Although come to think of it, why couldn’t a panhandler be registered at a hotel? “Don’t be a snob, Bernie,” I told myself.
A twenty for a five, he’d offered. Man, I’d love to have seen his face if I’d said: Okay, give me the twenty, you take the five, and now get the hell out of here.
The government surplus notices caught my eye. I flipped the card into the wastebasket and tried to go back to business.
Twenty for five. What kind of panhandling pitch would follow it? I couldn’t get it out of my mind!
There was only one thing to do. Ask somebody about it. Ricardo? A big college professor, after all. One of my best contacts.

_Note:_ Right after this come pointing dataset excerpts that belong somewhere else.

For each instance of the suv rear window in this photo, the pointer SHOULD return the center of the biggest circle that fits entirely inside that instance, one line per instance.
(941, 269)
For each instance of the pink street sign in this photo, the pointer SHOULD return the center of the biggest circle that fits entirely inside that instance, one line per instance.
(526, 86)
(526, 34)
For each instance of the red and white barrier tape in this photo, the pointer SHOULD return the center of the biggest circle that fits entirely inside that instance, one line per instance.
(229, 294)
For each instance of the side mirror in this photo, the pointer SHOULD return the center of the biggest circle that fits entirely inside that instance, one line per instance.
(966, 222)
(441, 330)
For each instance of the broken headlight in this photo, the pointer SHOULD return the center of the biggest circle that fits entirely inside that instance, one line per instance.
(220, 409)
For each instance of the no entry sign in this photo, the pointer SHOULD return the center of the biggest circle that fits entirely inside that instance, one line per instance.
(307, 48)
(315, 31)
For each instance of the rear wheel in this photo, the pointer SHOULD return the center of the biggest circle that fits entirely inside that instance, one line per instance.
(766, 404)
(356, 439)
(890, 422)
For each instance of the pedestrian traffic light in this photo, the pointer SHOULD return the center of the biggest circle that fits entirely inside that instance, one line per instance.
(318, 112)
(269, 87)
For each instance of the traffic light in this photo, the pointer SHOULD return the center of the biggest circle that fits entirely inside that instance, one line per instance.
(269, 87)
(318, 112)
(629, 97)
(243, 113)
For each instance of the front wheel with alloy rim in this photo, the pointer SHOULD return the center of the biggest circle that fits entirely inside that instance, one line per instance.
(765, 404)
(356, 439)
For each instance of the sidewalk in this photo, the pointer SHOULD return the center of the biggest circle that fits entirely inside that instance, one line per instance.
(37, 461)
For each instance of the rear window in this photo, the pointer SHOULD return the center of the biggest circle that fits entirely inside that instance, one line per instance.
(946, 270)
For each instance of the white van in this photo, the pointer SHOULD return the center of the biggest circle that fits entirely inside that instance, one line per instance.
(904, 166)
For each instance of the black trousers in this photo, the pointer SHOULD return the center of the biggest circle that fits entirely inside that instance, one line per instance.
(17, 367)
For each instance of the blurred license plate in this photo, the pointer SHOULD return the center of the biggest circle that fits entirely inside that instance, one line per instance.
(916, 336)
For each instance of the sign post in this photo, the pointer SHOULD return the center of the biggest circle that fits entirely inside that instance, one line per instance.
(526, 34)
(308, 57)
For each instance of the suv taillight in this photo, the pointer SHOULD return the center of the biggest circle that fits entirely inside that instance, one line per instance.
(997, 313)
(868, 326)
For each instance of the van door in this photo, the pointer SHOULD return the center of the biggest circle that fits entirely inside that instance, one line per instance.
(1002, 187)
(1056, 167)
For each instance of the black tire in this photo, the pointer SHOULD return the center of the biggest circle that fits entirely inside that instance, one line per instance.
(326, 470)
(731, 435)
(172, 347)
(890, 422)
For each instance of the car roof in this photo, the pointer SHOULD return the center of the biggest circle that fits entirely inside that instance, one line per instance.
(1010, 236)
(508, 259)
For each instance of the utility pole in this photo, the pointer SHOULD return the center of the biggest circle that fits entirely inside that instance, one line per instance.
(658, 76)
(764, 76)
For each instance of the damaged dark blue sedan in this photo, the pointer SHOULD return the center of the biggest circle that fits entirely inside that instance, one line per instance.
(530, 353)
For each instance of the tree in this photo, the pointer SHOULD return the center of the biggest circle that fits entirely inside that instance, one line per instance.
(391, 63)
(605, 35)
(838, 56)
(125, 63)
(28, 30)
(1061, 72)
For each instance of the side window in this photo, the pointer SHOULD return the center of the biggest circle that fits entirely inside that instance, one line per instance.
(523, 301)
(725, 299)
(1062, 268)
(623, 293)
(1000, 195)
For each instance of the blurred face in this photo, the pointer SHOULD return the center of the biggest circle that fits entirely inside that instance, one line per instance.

He’d thrown a lot my way—a tip on the college building program that was worth a painless fifteen hundred, an office equipment disposal from the United Nations, stuff like that. And any time I had any questions that needed a college education, he was on tap. All for the couple, three hundred, he got out of me in commissions.

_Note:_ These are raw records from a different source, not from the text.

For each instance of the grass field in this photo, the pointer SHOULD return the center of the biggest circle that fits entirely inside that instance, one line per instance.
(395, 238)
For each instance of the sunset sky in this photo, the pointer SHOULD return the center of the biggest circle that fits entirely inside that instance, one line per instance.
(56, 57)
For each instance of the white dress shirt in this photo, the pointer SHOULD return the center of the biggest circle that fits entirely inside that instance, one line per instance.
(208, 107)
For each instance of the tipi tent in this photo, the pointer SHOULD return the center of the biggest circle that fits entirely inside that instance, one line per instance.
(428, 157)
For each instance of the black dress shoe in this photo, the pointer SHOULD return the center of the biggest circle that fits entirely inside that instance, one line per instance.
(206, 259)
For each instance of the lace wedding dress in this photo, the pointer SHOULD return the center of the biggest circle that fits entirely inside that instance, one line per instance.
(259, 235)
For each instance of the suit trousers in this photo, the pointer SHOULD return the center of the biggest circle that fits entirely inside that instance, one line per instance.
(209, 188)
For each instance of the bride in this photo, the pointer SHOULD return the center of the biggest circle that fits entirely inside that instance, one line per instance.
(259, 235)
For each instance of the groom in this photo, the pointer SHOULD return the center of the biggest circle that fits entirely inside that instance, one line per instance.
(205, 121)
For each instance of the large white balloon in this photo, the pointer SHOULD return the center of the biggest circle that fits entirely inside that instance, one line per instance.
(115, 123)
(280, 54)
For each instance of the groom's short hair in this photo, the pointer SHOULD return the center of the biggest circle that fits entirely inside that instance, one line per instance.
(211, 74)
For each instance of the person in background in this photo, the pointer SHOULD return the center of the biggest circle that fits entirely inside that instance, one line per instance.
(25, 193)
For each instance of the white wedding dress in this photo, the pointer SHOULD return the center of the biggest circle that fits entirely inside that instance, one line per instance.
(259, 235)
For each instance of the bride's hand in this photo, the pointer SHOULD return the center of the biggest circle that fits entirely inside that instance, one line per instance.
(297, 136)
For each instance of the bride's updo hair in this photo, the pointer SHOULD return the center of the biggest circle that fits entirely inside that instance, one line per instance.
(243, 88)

I looked at my watch. Ricardo would be in his office now, marking papers or whatever it is he does there. I dialed his number.

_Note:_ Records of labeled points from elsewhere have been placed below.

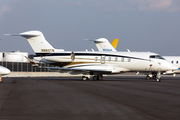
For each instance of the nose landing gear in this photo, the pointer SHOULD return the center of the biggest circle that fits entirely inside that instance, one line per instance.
(154, 76)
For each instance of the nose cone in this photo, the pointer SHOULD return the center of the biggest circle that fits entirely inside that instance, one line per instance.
(4, 71)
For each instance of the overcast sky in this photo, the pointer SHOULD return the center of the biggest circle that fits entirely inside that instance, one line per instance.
(140, 25)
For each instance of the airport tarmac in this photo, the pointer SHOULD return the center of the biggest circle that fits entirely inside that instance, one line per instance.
(69, 98)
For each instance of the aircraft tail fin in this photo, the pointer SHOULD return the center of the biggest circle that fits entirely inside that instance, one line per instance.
(103, 44)
(38, 42)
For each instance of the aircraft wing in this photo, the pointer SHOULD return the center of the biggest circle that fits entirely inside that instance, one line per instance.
(108, 70)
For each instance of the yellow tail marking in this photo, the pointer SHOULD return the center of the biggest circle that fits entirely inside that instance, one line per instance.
(114, 43)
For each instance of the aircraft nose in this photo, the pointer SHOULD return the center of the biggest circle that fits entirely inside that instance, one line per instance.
(4, 71)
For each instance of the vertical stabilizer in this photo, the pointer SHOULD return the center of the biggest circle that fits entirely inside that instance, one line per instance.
(114, 43)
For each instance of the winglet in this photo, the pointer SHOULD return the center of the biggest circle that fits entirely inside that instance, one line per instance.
(114, 43)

“Ogo Eksar?” he repeated after me. “Sounds like a Finnish name. Or maybe Estonian. From the eastern Baltic, I’d say.”
“Forget that part,” I said. “This is all I care about.” And I told him about the twenty-for-five offer.
He laughed. “That thing again!”
“Some old hustle that the Greeks pulled on the Egyptians?”
“No. Something the Americans pulled. And not a con game. During the depression, a New York newspaper sent a reporter around the city with a twenty-dollar bill which he offered to sell for exactly one dollar. There were no takers. The point being, that even with people out of work and on the verge of starvation, they were so intent on not being suckers that they turned down an easy profit of nineteen hundred percent.”